At least, that's why I'm here, for students to start understanding what matters for a given challenge/concerns. They wouldn't be here if they already knew. Most people only have either little endian computer, or big endian, and don't have the privilege to cross check. They just don't know for sure, they get here via google and "bits are not addressable" errrmm... what ? what does that mean ? Should I swap my game data at byte or bit-level to be read correctly on all platforms or not ? I still don't know :/ That's the underlying reason why one would ask. Beyond the technical fact "bits are not addressable", there are that don't have the background to fully grasp the implications of such statement.

You only have to care about byte-endianness in the very rare case you actually encode your own made (or company specified) binary data through your application via your proprietary or borrowed stream read/write logic.

Don't want to handle endianness, use engines/frameworks with built-in read/write (like databases, clouds, etc.) or go plain text such as Json or XML.

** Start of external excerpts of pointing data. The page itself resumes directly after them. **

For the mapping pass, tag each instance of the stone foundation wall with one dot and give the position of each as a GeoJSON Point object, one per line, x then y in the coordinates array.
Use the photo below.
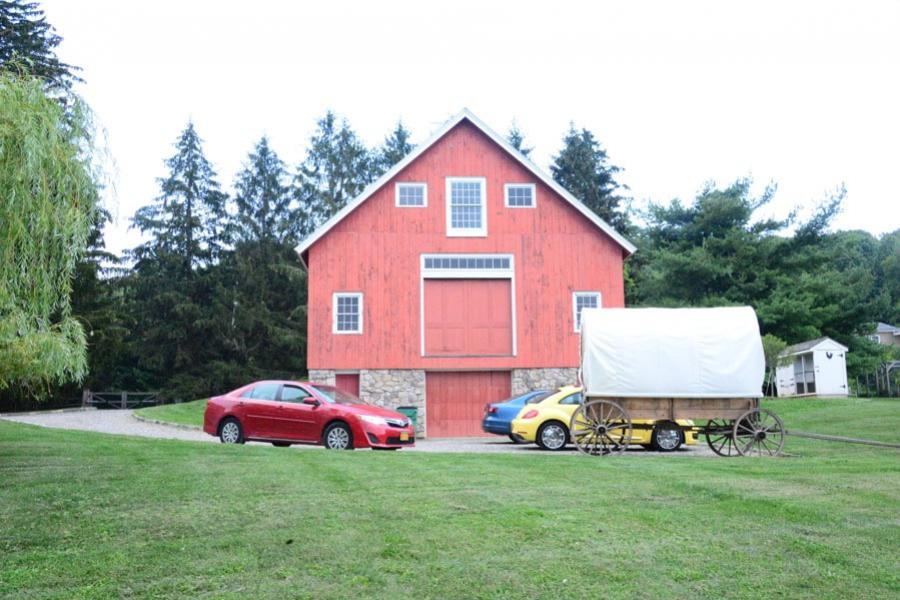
{"type": "Point", "coordinates": [525, 380]}
{"type": "Point", "coordinates": [322, 376]}
{"type": "Point", "coordinates": [391, 388]}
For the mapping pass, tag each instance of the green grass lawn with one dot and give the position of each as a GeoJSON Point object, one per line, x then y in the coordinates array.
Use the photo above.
{"type": "Point", "coordinates": [90, 515]}
{"type": "Point", "coordinates": [184, 413]}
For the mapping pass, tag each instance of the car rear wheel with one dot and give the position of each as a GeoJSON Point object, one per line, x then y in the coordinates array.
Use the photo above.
{"type": "Point", "coordinates": [553, 435]}
{"type": "Point", "coordinates": [231, 432]}
{"type": "Point", "coordinates": [337, 436]}
{"type": "Point", "coordinates": [666, 437]}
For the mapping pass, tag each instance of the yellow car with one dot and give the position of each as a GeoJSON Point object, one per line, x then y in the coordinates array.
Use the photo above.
{"type": "Point", "coordinates": [547, 424]}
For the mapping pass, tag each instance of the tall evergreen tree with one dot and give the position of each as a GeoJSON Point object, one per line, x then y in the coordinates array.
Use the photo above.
{"type": "Point", "coordinates": [394, 149]}
{"type": "Point", "coordinates": [186, 222]}
{"type": "Point", "coordinates": [337, 168]}
{"type": "Point", "coordinates": [583, 168]}
{"type": "Point", "coordinates": [28, 42]}
{"type": "Point", "coordinates": [260, 289]}
{"type": "Point", "coordinates": [262, 197]}
{"type": "Point", "coordinates": [169, 292]}
{"type": "Point", "coordinates": [516, 139]}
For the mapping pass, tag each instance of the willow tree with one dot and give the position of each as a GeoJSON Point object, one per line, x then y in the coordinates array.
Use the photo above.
{"type": "Point", "coordinates": [48, 194]}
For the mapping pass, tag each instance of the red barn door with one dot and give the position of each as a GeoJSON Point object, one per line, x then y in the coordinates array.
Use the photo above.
{"type": "Point", "coordinates": [455, 401]}
{"type": "Point", "coordinates": [468, 317]}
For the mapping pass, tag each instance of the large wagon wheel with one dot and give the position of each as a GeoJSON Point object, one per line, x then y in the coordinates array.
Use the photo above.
{"type": "Point", "coordinates": [600, 427]}
{"type": "Point", "coordinates": [759, 432]}
{"type": "Point", "coordinates": [720, 437]}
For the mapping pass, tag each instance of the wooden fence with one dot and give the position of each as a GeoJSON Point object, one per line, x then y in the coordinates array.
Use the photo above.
{"type": "Point", "coordinates": [119, 399]}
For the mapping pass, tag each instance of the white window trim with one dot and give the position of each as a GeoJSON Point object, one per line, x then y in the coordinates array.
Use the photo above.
{"type": "Point", "coordinates": [575, 295]}
{"type": "Point", "coordinates": [420, 184]}
{"type": "Point", "coordinates": [334, 298]}
{"type": "Point", "coordinates": [467, 231]}
{"type": "Point", "coordinates": [492, 273]}
{"type": "Point", "coordinates": [506, 188]}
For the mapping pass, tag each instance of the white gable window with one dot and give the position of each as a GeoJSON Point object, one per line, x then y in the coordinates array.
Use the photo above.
{"type": "Point", "coordinates": [411, 194]}
{"type": "Point", "coordinates": [518, 195]}
{"type": "Point", "coordinates": [580, 301]}
{"type": "Point", "coordinates": [466, 206]}
{"type": "Point", "coordinates": [347, 311]}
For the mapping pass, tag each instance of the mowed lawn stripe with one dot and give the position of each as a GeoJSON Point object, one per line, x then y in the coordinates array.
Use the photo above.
{"type": "Point", "coordinates": [90, 515]}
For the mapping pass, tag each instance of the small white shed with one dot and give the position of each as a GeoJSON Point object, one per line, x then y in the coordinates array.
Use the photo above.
{"type": "Point", "coordinates": [816, 368]}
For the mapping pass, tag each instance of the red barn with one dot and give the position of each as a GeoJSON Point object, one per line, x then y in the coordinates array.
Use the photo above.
{"type": "Point", "coordinates": [457, 279]}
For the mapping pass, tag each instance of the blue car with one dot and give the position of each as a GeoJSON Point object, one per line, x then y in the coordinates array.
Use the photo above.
{"type": "Point", "coordinates": [499, 415]}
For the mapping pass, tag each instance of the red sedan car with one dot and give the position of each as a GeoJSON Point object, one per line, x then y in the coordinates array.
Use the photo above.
{"type": "Point", "coordinates": [291, 412]}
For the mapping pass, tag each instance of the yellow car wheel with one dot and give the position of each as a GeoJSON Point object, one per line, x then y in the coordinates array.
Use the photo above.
{"type": "Point", "coordinates": [666, 437]}
{"type": "Point", "coordinates": [552, 435]}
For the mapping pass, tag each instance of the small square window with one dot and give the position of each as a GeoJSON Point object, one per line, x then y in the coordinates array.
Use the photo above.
{"type": "Point", "coordinates": [466, 206]}
{"type": "Point", "coordinates": [580, 301]}
{"type": "Point", "coordinates": [347, 313]}
{"type": "Point", "coordinates": [411, 194]}
{"type": "Point", "coordinates": [519, 195]}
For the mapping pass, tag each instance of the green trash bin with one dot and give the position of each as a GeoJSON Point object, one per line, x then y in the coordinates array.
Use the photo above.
{"type": "Point", "coordinates": [411, 412]}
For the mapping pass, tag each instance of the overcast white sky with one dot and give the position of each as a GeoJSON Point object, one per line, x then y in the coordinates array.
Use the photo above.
{"type": "Point", "coordinates": [806, 94]}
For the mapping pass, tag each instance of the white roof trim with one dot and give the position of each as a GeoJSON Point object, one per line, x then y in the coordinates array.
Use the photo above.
{"type": "Point", "coordinates": [421, 148]}
{"type": "Point", "coordinates": [826, 342]}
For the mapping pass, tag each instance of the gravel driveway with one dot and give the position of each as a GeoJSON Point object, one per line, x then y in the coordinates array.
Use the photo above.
{"type": "Point", "coordinates": [122, 422]}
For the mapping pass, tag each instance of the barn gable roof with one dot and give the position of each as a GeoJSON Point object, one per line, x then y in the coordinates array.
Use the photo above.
{"type": "Point", "coordinates": [464, 115]}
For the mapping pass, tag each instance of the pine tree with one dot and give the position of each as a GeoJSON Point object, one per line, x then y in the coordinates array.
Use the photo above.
{"type": "Point", "coordinates": [262, 197]}
{"type": "Point", "coordinates": [582, 167]}
{"type": "Point", "coordinates": [394, 149]}
{"type": "Point", "coordinates": [28, 42]}
{"type": "Point", "coordinates": [338, 166]}
{"type": "Point", "coordinates": [187, 220]}
{"type": "Point", "coordinates": [169, 293]}
{"type": "Point", "coordinates": [516, 139]}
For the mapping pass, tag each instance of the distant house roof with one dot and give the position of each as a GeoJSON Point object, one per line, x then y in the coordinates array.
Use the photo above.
{"type": "Point", "coordinates": [805, 346]}
{"type": "Point", "coordinates": [465, 115]}
{"type": "Point", "coordinates": [885, 328]}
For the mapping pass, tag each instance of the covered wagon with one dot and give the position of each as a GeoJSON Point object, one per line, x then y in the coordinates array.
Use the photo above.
{"type": "Point", "coordinates": [664, 365]}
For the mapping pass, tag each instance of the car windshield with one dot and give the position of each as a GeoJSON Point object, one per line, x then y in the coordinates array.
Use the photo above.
{"type": "Point", "coordinates": [539, 398]}
{"type": "Point", "coordinates": [336, 396]}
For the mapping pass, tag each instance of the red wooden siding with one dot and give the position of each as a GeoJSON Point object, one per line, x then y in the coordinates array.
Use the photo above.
{"type": "Point", "coordinates": [454, 401]}
{"type": "Point", "coordinates": [377, 249]}
{"type": "Point", "coordinates": [348, 382]}
{"type": "Point", "coordinates": [468, 317]}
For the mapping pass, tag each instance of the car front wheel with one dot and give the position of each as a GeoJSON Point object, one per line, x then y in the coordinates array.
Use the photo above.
{"type": "Point", "coordinates": [666, 438]}
{"type": "Point", "coordinates": [337, 436]}
{"type": "Point", "coordinates": [553, 436]}
{"type": "Point", "coordinates": [231, 432]}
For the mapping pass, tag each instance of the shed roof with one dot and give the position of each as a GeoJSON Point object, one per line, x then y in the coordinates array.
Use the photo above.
{"type": "Point", "coordinates": [464, 115]}
{"type": "Point", "coordinates": [886, 328]}
{"type": "Point", "coordinates": [811, 344]}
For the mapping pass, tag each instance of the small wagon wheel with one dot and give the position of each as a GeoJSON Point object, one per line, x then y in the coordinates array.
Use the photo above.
{"type": "Point", "coordinates": [758, 432]}
{"type": "Point", "coordinates": [720, 437]}
{"type": "Point", "coordinates": [600, 427]}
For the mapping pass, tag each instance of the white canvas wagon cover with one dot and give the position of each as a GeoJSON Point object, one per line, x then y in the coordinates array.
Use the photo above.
{"type": "Point", "coordinates": [671, 352]}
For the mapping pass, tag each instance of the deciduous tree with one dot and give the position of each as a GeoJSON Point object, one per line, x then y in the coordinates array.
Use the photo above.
{"type": "Point", "coordinates": [49, 192]}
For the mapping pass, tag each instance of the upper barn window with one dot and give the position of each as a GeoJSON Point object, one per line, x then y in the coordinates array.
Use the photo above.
{"type": "Point", "coordinates": [518, 195]}
{"type": "Point", "coordinates": [466, 206]}
{"type": "Point", "coordinates": [582, 300]}
{"type": "Point", "coordinates": [411, 194]}
{"type": "Point", "coordinates": [347, 312]}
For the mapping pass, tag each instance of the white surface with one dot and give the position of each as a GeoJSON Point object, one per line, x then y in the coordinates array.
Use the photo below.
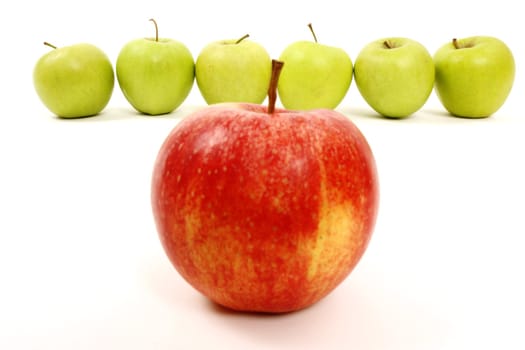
{"type": "Point", "coordinates": [80, 263]}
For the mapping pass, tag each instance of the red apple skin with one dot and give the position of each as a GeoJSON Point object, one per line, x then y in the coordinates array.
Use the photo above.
{"type": "Point", "coordinates": [265, 212]}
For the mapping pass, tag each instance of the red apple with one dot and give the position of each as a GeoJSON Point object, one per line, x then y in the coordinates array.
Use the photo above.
{"type": "Point", "coordinates": [264, 210]}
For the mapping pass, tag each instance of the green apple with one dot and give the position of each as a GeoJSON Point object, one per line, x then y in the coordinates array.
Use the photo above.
{"type": "Point", "coordinates": [155, 74]}
{"type": "Point", "coordinates": [474, 75]}
{"type": "Point", "coordinates": [314, 75]}
{"type": "Point", "coordinates": [233, 71]}
{"type": "Point", "coordinates": [74, 81]}
{"type": "Point", "coordinates": [395, 76]}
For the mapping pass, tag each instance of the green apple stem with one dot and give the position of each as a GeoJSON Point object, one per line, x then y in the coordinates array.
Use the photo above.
{"type": "Point", "coordinates": [50, 45]}
{"type": "Point", "coordinates": [312, 31]}
{"type": "Point", "coordinates": [156, 29]}
{"type": "Point", "coordinates": [277, 66]}
{"type": "Point", "coordinates": [242, 38]}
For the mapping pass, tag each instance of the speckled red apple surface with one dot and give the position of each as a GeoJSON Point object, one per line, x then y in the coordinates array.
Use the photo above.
{"type": "Point", "coordinates": [265, 212]}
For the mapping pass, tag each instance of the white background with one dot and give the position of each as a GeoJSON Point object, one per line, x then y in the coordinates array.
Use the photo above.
{"type": "Point", "coordinates": [81, 266]}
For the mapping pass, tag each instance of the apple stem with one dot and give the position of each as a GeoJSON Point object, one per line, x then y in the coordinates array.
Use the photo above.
{"type": "Point", "coordinates": [312, 31]}
{"type": "Point", "coordinates": [156, 29]}
{"type": "Point", "coordinates": [242, 38]}
{"type": "Point", "coordinates": [277, 66]}
{"type": "Point", "coordinates": [50, 45]}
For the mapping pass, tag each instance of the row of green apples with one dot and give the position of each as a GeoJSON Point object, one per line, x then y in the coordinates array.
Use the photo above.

Deodar answered 20/8, 2014 at 10:9 Comment(6)
What about bit shift operations? They specifically shift left or right, so for them you need to care about bit order, no?Counseloratlaw
@Counseloratlaw : You actually have TWO endianness layers, one at hardware level, the electron physical configuration inside a component, and the data/value level the one we should focus on here, a virtualized, abstract output from the component, or processor, or system, the value you are manipulating, the one you have on memory/screen. A value of 0x01=1 should be always represented as 00000001b, MSB, as a widespread convention, to make it easier for human brains to visualize, but you don't have any actual geometry. So when you shift left, it becomes 0x02, but it's all an imaginary concept.Deodar
Trying to enforce a geometry layout on a non physical concept is VERY confusing. If you are in component engineering, obviously you must design how electrons translates to an usable value in ROM/Processors/Memory/Code : you engineer a LSB component, meaning, by design, writing an abstract value of 0x01 (data side) translates into storing electrons as 0x80, but the component must still output a value of 0x01. How the component manages to do that, we don't care. This works as long as you are not going outside of the component/system domain. Don't get confused by the two layers.Deodar
Now, what's the point of MSB/LSB at data level ? Because the world didn't agree from the start on hardware norm, LSB OR MSB, you have both. So, when you exchange informations between systems, like via a network wire because by coding your values in memory as a byte stream (electrons), well, the bits may get swapped, not because there is a bit geometry at value level of your byte array, but because your byte array has been converted to a specific electron configuration by a component, and converted back to an imaginary byte array by ANOTHER component. Do you start to understand ?Deodar
When you are aware you are exchanging data between different systems without native endianness support, you are responsible of intentionnaly serializing FAKE values into COMPATIBLE electrons configuration output-end, by swapping the (virtualized, imaginary, practically non-existent, conceptual) bits. That's one thing. Manipulating bits with shifts, or/and/xor in order for the value to have a MEANING and be useable for we humans, is a whole another thing : if you require the "bits" to be a certain order, yeah, having a conceptual representation of bit positionning helps (MSB)Deodar
Don't get confused, define first what you are dealing with, if you are at risk to interact with different systems at data level. If you are just using int, bool string as-is, without encoding/serializing anything, inside the boundary of the system endianness, don't bother. If you use bit flags, interpret values as MSB geometry and use the bits manipulation tools accordingly. If you go beyond system endianness, swap the bits whenever applies. If you are designing components, make sure you output the expected value whatever the way you write/manipulates electrons.Deodar
K
0

Endianness works on the basis of bytes not bits. Bits are not addressable.